In particular, I'd like to highlight conceptual differences between the two:

WebID+TLS as a form of mTLS creates an authenticated channel on the 
transport layer (Layer 4 of the OSI model) where both the client and the 
server are mutually authenticated. mTLS is an authentication protocol 
(and so is WebID+TLS). The protocol specifies how client and server 
prove their identities to each other before any application data is sent.

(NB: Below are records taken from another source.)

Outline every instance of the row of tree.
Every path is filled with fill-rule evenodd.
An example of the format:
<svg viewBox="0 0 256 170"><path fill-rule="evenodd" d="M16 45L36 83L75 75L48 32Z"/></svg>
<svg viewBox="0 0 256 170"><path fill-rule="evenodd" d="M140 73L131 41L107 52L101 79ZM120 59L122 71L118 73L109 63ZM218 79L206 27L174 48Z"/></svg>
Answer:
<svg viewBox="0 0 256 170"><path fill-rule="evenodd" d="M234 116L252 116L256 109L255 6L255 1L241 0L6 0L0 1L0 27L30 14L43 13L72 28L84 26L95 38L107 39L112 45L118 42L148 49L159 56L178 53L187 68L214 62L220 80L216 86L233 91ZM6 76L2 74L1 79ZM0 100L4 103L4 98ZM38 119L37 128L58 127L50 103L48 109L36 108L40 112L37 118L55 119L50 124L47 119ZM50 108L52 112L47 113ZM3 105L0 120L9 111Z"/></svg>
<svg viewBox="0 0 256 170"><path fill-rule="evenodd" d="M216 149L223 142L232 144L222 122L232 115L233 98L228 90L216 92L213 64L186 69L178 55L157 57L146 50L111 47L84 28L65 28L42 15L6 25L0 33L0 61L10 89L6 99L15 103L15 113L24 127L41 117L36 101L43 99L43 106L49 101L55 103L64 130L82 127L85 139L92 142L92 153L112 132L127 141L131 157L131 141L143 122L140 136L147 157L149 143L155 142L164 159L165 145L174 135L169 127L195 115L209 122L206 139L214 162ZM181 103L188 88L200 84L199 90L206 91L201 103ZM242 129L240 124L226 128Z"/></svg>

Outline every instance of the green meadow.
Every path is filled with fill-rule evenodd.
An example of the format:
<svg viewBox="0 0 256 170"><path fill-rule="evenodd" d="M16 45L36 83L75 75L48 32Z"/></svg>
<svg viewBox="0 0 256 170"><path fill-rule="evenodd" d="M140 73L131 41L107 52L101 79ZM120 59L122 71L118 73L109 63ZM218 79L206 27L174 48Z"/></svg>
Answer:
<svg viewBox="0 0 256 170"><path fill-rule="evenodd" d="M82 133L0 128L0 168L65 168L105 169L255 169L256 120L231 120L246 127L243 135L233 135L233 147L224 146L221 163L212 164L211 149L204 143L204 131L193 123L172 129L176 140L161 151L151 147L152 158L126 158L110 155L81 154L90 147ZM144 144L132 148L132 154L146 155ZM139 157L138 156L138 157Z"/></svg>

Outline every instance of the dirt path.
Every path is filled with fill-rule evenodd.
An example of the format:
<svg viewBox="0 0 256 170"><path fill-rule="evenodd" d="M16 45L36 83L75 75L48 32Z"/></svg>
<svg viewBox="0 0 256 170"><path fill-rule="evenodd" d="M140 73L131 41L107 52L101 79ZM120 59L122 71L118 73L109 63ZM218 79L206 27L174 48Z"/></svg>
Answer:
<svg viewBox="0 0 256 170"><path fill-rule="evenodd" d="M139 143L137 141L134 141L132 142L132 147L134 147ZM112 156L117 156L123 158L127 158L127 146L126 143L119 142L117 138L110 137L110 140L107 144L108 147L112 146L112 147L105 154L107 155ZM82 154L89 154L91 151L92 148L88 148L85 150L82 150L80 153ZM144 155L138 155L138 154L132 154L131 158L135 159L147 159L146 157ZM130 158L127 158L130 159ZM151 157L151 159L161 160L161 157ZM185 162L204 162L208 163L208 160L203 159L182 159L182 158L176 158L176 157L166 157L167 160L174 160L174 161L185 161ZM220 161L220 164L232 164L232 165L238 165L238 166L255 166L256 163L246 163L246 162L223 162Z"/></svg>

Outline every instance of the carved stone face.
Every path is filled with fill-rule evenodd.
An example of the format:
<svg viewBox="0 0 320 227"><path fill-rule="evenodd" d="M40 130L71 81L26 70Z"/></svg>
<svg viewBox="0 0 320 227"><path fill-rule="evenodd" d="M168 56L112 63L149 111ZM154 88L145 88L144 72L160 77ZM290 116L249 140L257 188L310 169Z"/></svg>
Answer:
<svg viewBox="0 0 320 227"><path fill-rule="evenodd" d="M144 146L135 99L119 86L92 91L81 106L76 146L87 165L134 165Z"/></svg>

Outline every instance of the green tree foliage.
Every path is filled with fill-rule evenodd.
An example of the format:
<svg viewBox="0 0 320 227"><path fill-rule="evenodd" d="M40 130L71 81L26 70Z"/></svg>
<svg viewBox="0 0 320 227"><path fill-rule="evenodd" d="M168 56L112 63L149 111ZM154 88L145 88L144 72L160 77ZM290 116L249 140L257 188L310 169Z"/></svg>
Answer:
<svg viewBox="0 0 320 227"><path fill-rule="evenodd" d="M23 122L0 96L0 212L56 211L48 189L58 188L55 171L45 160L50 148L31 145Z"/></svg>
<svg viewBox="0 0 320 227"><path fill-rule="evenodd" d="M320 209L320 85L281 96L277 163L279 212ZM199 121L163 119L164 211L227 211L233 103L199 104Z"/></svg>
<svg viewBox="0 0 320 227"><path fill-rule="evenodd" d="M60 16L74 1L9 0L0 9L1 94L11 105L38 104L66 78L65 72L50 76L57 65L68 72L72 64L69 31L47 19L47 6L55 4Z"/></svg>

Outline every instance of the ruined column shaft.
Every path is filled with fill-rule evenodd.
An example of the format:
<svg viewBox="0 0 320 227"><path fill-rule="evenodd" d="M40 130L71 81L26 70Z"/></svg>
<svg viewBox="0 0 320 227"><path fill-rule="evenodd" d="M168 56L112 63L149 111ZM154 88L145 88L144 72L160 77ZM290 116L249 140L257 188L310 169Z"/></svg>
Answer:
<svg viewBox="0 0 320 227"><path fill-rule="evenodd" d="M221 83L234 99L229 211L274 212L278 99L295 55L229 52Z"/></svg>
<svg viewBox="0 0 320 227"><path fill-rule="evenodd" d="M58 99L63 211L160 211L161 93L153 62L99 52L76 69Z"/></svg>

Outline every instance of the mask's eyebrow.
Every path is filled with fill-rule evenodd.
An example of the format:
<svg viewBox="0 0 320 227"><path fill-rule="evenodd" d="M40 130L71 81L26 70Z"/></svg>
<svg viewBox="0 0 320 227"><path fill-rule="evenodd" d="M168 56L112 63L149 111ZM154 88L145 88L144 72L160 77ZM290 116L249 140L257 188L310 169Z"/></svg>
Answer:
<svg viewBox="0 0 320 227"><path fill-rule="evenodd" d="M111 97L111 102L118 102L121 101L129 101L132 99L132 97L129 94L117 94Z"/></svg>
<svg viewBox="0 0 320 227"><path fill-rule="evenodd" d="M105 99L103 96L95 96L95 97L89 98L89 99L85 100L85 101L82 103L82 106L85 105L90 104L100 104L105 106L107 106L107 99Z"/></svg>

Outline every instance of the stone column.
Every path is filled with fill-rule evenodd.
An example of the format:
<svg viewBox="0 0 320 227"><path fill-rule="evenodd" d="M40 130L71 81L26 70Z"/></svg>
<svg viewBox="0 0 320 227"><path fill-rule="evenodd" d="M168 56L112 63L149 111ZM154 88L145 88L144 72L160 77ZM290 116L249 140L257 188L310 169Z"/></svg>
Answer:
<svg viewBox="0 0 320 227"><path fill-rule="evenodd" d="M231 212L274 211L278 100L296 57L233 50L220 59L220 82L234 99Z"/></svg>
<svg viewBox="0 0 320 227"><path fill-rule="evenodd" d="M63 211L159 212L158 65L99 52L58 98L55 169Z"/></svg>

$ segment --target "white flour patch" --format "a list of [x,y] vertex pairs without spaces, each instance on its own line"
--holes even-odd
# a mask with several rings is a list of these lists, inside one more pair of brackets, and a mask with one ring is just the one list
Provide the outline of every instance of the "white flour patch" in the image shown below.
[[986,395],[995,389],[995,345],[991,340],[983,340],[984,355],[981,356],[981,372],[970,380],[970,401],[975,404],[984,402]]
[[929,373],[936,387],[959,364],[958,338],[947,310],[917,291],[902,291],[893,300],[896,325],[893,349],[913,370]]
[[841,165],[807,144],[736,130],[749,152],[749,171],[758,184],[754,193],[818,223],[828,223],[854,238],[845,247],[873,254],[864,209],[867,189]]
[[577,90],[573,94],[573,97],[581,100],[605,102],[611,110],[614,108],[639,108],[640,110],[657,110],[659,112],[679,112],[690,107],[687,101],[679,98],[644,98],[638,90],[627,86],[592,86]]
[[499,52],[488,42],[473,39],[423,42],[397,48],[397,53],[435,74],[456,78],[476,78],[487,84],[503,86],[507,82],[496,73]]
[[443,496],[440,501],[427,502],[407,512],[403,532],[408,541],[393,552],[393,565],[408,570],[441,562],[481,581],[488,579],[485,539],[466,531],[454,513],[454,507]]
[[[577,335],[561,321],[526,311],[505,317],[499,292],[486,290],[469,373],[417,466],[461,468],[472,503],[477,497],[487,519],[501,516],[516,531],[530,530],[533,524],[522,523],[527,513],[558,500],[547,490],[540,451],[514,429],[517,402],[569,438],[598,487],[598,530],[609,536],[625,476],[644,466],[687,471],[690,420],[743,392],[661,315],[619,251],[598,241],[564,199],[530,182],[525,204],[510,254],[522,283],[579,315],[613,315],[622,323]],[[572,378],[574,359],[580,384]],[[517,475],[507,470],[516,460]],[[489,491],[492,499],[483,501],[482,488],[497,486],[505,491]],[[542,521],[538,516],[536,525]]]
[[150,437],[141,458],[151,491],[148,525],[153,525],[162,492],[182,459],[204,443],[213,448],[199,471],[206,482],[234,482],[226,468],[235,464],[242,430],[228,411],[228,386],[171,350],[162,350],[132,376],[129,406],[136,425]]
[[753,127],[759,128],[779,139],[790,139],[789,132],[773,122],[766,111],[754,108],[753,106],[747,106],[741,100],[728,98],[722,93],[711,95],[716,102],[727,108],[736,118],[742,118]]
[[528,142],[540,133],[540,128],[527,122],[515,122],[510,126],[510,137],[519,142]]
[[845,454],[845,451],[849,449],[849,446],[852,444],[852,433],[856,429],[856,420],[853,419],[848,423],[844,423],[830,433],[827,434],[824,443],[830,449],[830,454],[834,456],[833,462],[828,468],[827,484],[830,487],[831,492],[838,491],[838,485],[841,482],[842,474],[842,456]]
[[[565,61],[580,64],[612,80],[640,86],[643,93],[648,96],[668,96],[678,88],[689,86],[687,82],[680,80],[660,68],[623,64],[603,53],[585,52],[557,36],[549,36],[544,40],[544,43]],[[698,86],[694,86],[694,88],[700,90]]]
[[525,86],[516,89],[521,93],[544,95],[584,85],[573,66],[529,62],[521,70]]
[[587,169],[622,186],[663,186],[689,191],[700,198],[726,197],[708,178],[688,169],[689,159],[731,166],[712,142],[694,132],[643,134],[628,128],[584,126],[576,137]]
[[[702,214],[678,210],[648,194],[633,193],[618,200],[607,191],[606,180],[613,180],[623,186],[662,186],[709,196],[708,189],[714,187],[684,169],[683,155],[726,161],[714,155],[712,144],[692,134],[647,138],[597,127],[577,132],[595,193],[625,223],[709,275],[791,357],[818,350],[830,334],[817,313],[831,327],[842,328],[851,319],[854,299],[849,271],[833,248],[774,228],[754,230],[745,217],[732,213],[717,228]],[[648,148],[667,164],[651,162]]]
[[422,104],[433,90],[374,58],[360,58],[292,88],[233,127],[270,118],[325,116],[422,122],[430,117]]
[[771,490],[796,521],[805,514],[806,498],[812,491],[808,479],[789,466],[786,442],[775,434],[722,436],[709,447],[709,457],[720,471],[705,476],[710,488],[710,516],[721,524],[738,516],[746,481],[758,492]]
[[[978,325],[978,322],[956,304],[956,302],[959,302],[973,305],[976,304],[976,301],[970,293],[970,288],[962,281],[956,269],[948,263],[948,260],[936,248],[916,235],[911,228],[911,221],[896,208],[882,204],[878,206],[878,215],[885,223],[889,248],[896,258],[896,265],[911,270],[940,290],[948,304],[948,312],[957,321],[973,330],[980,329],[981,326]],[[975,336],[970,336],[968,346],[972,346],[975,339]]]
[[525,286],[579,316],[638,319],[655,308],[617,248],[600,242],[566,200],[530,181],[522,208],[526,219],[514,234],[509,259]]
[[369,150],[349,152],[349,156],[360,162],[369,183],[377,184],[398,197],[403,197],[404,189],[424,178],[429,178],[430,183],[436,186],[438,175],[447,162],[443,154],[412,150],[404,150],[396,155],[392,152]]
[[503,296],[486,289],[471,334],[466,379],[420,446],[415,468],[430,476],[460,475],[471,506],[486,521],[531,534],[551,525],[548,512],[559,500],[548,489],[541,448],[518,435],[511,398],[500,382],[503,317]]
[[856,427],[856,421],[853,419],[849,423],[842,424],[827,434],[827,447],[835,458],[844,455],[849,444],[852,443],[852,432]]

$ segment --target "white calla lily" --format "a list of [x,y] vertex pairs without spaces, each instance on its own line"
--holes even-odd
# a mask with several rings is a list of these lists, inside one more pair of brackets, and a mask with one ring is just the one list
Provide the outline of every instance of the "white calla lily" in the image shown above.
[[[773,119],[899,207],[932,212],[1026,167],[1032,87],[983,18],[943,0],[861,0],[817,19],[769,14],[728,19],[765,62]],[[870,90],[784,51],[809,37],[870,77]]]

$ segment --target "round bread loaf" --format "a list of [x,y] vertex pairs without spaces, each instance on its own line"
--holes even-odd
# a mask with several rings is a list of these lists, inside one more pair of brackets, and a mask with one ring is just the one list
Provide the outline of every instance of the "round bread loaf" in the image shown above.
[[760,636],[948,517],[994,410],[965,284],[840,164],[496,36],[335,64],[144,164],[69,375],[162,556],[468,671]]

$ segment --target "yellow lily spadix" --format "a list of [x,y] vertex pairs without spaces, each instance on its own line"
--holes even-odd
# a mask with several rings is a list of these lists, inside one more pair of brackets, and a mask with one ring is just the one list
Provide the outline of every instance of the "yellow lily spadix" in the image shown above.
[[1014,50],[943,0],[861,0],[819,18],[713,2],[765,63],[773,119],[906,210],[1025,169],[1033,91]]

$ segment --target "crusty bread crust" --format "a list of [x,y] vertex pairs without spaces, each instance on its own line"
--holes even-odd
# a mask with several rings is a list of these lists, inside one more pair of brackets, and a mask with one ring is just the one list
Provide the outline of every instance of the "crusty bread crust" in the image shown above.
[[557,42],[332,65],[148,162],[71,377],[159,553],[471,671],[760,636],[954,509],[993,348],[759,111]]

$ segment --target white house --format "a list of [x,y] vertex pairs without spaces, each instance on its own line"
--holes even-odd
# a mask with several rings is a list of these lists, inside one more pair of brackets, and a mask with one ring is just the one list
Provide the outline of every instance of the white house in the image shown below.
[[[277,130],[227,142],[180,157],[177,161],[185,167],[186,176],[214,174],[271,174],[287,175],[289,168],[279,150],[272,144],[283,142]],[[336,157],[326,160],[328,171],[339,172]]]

HTTP Message Signatures, by contrast, provide a mechanism to sign 
specific parts of an HTTP message (e.g., headers, body, or a digest) to 
ensure integrity and authenticity of those components. In the general 
case, especially when critical elements like the request target 
(recipient) or host header (sender) are not included in the signature, 
message signatures cannot guarantee that the message was received 
directly from a particular client. They only prove that a given party 
with access to a private key signed the message at some point. HTTP 
Message Signatures alone do not constitute an authentication protocol, 
though they can be used as a building block for one at the application 
layer (Layer 7 of the OSI model).

In that sense, comparing HTTP Message Signatures directly with mTLS, 
WebID+TLS, or the OAuth 2.0 Client Credentials Grant may be misguided. 
Instead, we should evaluate complete authentication protocols: 
mTLS-based approaches, OAuth 2.0 Client Credentials or particular 
authentication protocols that leverage HTTP Message Signatures. This 
would allow us to discuss the tradeoffs of specific protocol designs 
more meaningfully.

On the idea of creating an authentication protocol that re-uses 
different specifcations at different layers:
We already examined such attempts from the SSI community - I'd like to 
promote careful consideration of the resulting protocol's security 
properties [5].

Looking forward to the discussion.
Cheers
Christoph

[1] 
https://www.w3.org/events/meetings/a19ab7dc-1753-433d-bac5-64e3ad8c0a43/20250505T100000/
[2] https://www.w3.org/2005/Incubator/webid/spec/tls/
[3] https://en.wikipedia.org/wiki/Mutual_authentication#mTLS
[4] https://www.rfc-editor.org/rfc/rfc9421.html
[5] Christoph H.-J. Braun, Ross Horne, Tobias Käfer, Sjouke Mauw: SSI, 
from Specifications to Protocol? Formally Verify Security! WWW 2024: 
1620-1631 (https://doi.org/10.1145/3589334.3645426, Open Access)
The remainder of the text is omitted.